I waved it away. It’s a word we preferred to keep to ourselves but I didn’t want to make a fuss.

“There are clubs. Where the boys go. It’s very open down there.”

“I had heard.”

He stopped and turned to me. “Look, do you want me to take you there? It would be fun. We’ll make a night out of it and then … well if you want to go back you’ll know where it is and how it all works. What do you say?”

I had been conscious that the moment with the youth on the stage had awakened my libido and I would need release and soon. I could have hugged him for his offer but I didn’t want to appear too eager. “That would be very agreeable,” I said. “Thank you, Leo. You’re very kind.”

Chapter 11

‘What’s this coat-hanger doing in the bathroom?’ Rachel is holding the Hymie coat-hanger as if it’s contaminated. Her nose is wrinkled and the edges of her mouth are turned down. It’s the mannerism she uses when Ben discards a towel on the landing. They are only half-way into the morning, yet Jay’s head already feels like a bag of popcorn in a microwave.

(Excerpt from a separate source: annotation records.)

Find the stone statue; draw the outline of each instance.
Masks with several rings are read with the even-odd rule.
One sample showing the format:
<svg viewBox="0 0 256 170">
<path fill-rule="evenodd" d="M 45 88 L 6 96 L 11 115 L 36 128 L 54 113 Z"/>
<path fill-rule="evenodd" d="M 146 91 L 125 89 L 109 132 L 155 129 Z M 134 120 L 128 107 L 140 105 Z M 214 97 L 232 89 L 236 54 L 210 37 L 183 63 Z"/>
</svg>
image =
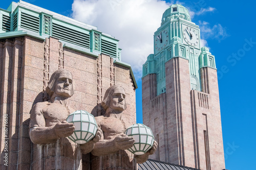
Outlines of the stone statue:
<svg viewBox="0 0 256 170">
<path fill-rule="evenodd" d="M 64 69 L 55 71 L 46 89 L 50 100 L 36 103 L 31 112 L 30 139 L 34 143 L 44 144 L 48 151 L 44 155 L 44 169 L 81 169 L 81 154 L 91 152 L 102 135 L 99 128 L 95 137 L 82 144 L 76 144 L 67 137 L 75 128 L 73 124 L 66 121 L 68 116 L 75 111 L 69 104 L 74 94 L 72 81 L 72 75 L 69 71 Z M 32 169 L 36 169 L 36 164 L 33 165 L 34 162 L 33 160 Z"/>
<path fill-rule="evenodd" d="M 155 153 L 157 142 L 155 141 L 153 147 L 145 154 L 135 155 L 134 157 L 126 150 L 133 146 L 135 139 L 124 134 L 126 129 L 132 125 L 126 125 L 127 121 L 122 116 L 126 105 L 125 92 L 122 87 L 115 85 L 109 88 L 101 105 L 105 113 L 96 117 L 95 119 L 103 135 L 91 152 L 92 155 L 99 156 L 92 158 L 92 169 L 121 167 L 125 169 L 136 169 L 136 160 L 138 163 L 146 161 L 148 156 Z"/>
</svg>

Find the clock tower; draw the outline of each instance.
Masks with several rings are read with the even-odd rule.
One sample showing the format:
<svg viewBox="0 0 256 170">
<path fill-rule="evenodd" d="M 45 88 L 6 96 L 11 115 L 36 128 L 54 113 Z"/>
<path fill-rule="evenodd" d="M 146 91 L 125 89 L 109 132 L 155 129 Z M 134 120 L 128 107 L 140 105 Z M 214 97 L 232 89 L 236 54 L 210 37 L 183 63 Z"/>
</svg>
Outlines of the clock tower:
<svg viewBox="0 0 256 170">
<path fill-rule="evenodd" d="M 142 78 L 143 124 L 159 144 L 151 158 L 224 169 L 215 58 L 187 9 L 175 4 L 164 12 L 154 46 Z"/>
</svg>

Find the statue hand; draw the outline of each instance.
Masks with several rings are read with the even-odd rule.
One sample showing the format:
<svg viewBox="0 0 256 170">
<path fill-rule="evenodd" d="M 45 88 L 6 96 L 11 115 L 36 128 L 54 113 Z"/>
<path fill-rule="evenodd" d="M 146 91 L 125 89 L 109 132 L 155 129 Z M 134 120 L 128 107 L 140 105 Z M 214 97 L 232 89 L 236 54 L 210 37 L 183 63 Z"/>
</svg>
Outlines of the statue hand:
<svg viewBox="0 0 256 170">
<path fill-rule="evenodd" d="M 135 139 L 132 136 L 128 136 L 124 134 L 121 134 L 116 137 L 114 139 L 115 145 L 120 150 L 124 150 L 133 147 Z"/>
<path fill-rule="evenodd" d="M 95 136 L 93 139 L 93 141 L 94 143 L 98 142 L 103 136 L 103 132 L 100 128 L 98 128 Z"/>
<path fill-rule="evenodd" d="M 148 155 L 153 155 L 157 150 L 157 146 L 158 145 L 158 143 L 155 140 L 154 141 L 153 146 L 152 148 L 151 148 L 147 152 L 147 154 Z"/>
<path fill-rule="evenodd" d="M 63 120 L 56 124 L 53 129 L 58 137 L 64 137 L 71 135 L 75 131 L 75 127 L 72 123 Z"/>
</svg>

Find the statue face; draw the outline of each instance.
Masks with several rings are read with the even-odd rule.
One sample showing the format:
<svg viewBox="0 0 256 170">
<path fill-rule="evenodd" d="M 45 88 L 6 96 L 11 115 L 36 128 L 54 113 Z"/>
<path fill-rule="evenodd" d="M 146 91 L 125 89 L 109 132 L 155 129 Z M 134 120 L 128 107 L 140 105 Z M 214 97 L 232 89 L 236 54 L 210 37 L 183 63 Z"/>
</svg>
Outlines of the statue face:
<svg viewBox="0 0 256 170">
<path fill-rule="evenodd" d="M 73 88 L 73 78 L 71 74 L 65 70 L 59 74 L 58 80 L 55 84 L 55 92 L 57 96 L 66 98 L 71 96 L 71 89 Z"/>
<path fill-rule="evenodd" d="M 110 108 L 118 111 L 124 110 L 125 106 L 125 92 L 121 87 L 116 88 L 111 96 Z"/>
</svg>

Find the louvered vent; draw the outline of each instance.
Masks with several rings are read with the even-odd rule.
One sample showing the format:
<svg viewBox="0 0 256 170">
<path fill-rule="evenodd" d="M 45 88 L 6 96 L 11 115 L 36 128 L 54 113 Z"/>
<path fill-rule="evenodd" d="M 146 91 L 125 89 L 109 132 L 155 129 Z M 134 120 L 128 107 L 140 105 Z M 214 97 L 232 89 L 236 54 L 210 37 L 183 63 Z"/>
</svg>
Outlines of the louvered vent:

‘Sorry.’ He snatches it from her and strokes its smooth shoulder. He recalls Great-Uncle Hymie’s imagined voice: ‘A blessing be upon you for this’. ‘I was looking at it the other night.’ Jay is still wearing his night-time T-shirt and shorts.

Rachel cocks her head to one side. She’s wearing a loose cotton top and jeans. ‘Do you have any plans for today?’ she says.

He’s rubbing his thumb across the end of the hook. It’s like a tear-drop of molten metal, generous. No cost has been spared to ensure that Hymie’s clothes – and his customers – come to no harm.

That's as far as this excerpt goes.